Never mind & thanks for sharing. Well! location depends upon the nature of the business. If someone want to open a fast food restaurant then one will definitely consider the location. it will be more beneficial for him/her to open that in a market rather than somewhere far or in any corner separately.
I do agree with you about example of restaurant you gave but that will take too much time to become popular so someone go there with the help of map or guidance, nowadays people prefer places which are easy to reach.
Some good comments already.
If you have settled on a location and before you sign a lease for a store that is relying in part on foot traffic and passerby traffic, I suggest that the owner, or a reliable, trustworthy person "watches" the immediate store area for a couple of weeks.
Find a coffee shop, a donut store, a restaurant, that is right there. Someone in your camp should sit there for some hours in the mornings, noon and at night, during the week and on weekends, and observe your new location area. See what the foot traffic is, for real, rather than what the renter and seller of the property, or statistics are telling you. You may be surprised at what you see, one way or another.
I would go to businesses in that immediate section also and tell the owners what you are doing and ask them their thoughts of the business climate in their immediate section there. I believe many of them will give you invaluable information.
I know for a fact having done this would have helped and immediate family member that purchased a 2nd location for a clothing store in another city. They rented an upstairs back end location of a strip shopping center.
Turns out not as many shoppers on foot went to the 2nd floor. But mostly the ones that did went to the first few stores right off the stairs. This drove them to significant financial problems. They luckily got out of the lease early or it would have been bankruptcy for them. Their 1st store is successfull so the location had a lot to do with it.
Thanks, koln, for opening my eyes to another possibility! Solid ideas and if many or any are like me, we have never considered foot traffic. So many people are walking or biking these days we need to add this to our pondering lists when we are looking for good business locations. Kudo to you for this valuable reminder!
I would think that most, if not all of us, would agree that location for our business is of ultimate importance, right? And perhaps we might all agree that this prime location comes with a large price tag?
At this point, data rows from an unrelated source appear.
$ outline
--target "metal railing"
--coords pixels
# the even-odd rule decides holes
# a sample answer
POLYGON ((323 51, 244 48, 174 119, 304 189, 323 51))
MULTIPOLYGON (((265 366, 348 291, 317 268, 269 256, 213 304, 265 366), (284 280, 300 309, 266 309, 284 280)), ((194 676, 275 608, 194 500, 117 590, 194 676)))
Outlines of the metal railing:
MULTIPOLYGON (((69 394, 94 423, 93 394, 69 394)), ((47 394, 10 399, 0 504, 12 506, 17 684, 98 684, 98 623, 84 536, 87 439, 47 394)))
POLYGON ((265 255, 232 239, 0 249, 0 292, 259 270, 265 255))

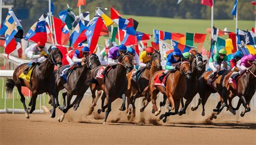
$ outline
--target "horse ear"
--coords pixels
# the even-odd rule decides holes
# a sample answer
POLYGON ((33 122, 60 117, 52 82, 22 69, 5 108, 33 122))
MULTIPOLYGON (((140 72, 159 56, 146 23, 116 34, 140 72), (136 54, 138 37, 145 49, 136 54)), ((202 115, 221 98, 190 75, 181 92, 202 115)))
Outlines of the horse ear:
POLYGON ((51 53, 51 50, 52 50, 52 49, 51 49, 51 46, 50 46, 49 48, 48 49, 48 52, 51 53))

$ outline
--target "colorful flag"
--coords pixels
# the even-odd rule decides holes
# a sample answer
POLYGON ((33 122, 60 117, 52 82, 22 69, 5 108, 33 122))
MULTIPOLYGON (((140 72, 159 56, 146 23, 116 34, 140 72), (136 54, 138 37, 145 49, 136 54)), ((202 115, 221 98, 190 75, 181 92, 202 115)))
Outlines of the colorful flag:
POLYGON ((72 30, 72 26, 75 21, 76 16, 72 11, 72 9, 69 8, 63 10, 59 13, 59 18, 63 23, 65 23, 68 27, 72 30))
POLYGON ((234 6, 233 8, 232 11, 231 11, 231 14, 233 16, 237 16, 237 0, 235 0, 234 3, 234 6))
POLYGON ((77 2, 77 7, 79 7, 80 5, 85 5, 85 0, 78 0, 77 2))
POLYGON ((22 38, 23 30, 22 26, 14 14, 12 10, 8 12, 3 26, 0 30, 0 35, 4 35, 5 41, 4 45, 4 52, 9 54, 16 48, 15 37, 22 38))
POLYGON ((114 8, 113 8, 113 7, 111 6, 110 7, 110 13, 111 19, 112 19, 113 21, 116 24, 118 24, 118 19, 119 17, 122 17, 120 13, 118 11, 114 9, 114 8))
POLYGON ((98 9, 96 13, 103 19, 106 26, 109 26, 114 24, 112 19, 106 16, 100 9, 98 9))
POLYGON ((38 41, 46 42, 47 32, 45 17, 46 17, 46 15, 42 15, 39 21, 31 26, 24 38, 25 40, 29 40, 35 43, 38 41))
POLYGON ((201 0, 201 4, 212 7, 213 5, 212 0, 201 0))
POLYGON ((94 18, 88 24, 88 28, 85 32, 85 35, 91 53, 95 53, 97 51, 96 45, 103 24, 103 21, 100 17, 94 18))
Time, lots of time, is spent on where we will put down our business roots. How about a spot in a mall? or strip shopping center? or a business complex? or small house at the edge of a neighborhood? - all can be good choices for a business.
I am curious in knowing the thought process you, small business owners, put into your site selection. If you had to do it all over, what suggestions would you give us as to where you would look and where you would NOT look. Everyone has good ideas and my hope is that our shared ideas will assist perspective business owners when they look for the location for their business.